Dalam Surat Apostolik Ordinatio Sacerdotalis Paus Yohanes Paulus II mengulangi kembali dengan memberikan sejumlah tambahan mengenai alasan-alasan alkitabiah dan teologis penolakan Gereja terhadap penahbisan wanita yang sebagian besarnya telah dibahas di atas. Yang sangat penting dari pernyataan Yohanes Paulus II ini adalah pernyataannya yang secara definitif menuntut ketaatan dari seluruh umat beriman dimana beliau menyatakan: “Karena itu, agar semua keraguan mengenai hal yang sangat penting ini dapat dihapuskan, suatu hal yang bergantung pada konstitusi ilahi Gereja sendiri, dengan kuasa pelayanan saya untuk meneguhkan saudara-saudara (Luk 22:32). Saya menyatakan bahwa Gereja tidak memiliki kekuasaan apapun untuk memberikan tahbisan imamat kepada wanita dan bahwa penilaian saya ini harus dipegang teguh oleh semua umat beriman Gereja.”
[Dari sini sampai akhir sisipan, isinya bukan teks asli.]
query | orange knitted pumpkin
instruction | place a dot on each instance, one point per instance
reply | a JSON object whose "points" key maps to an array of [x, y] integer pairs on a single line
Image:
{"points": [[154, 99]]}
Dalam pernyataannya tersebut Paus Yohanes Paulus II menegaskan bahwa penolakan Gereja terhadap penahbisan perempuan termasuk ke dalam ranah ajaran yang tidak dapat sesat. Pendirian Gereja ini tidak mungkin diubah. Kardinal Tarcisio Bertone kemudian menegaskan bahwa dalam Ordinatio Sacerdotalis Paus Yohanes Paulus II telah menggunakan kuasa mengajar yang tidak dapat salah bukan dalam bentuk yang meriah dan luar biasa melainkan dalam bentuk yang biasa karena ia mengemukakan kembali suatu ajaran yang terus menerus diungkapkan oleh Gereja sepanjang sejarahnya.

Akhirnya pada tanggal 19 Desember 2007 Konggregasi untuk Ajaran Iman kembali menegaskan sanksi ekskomunikasi latae sententiae bagi setiap upaya pemberian dan penerimaan tahbisan bagi wanita.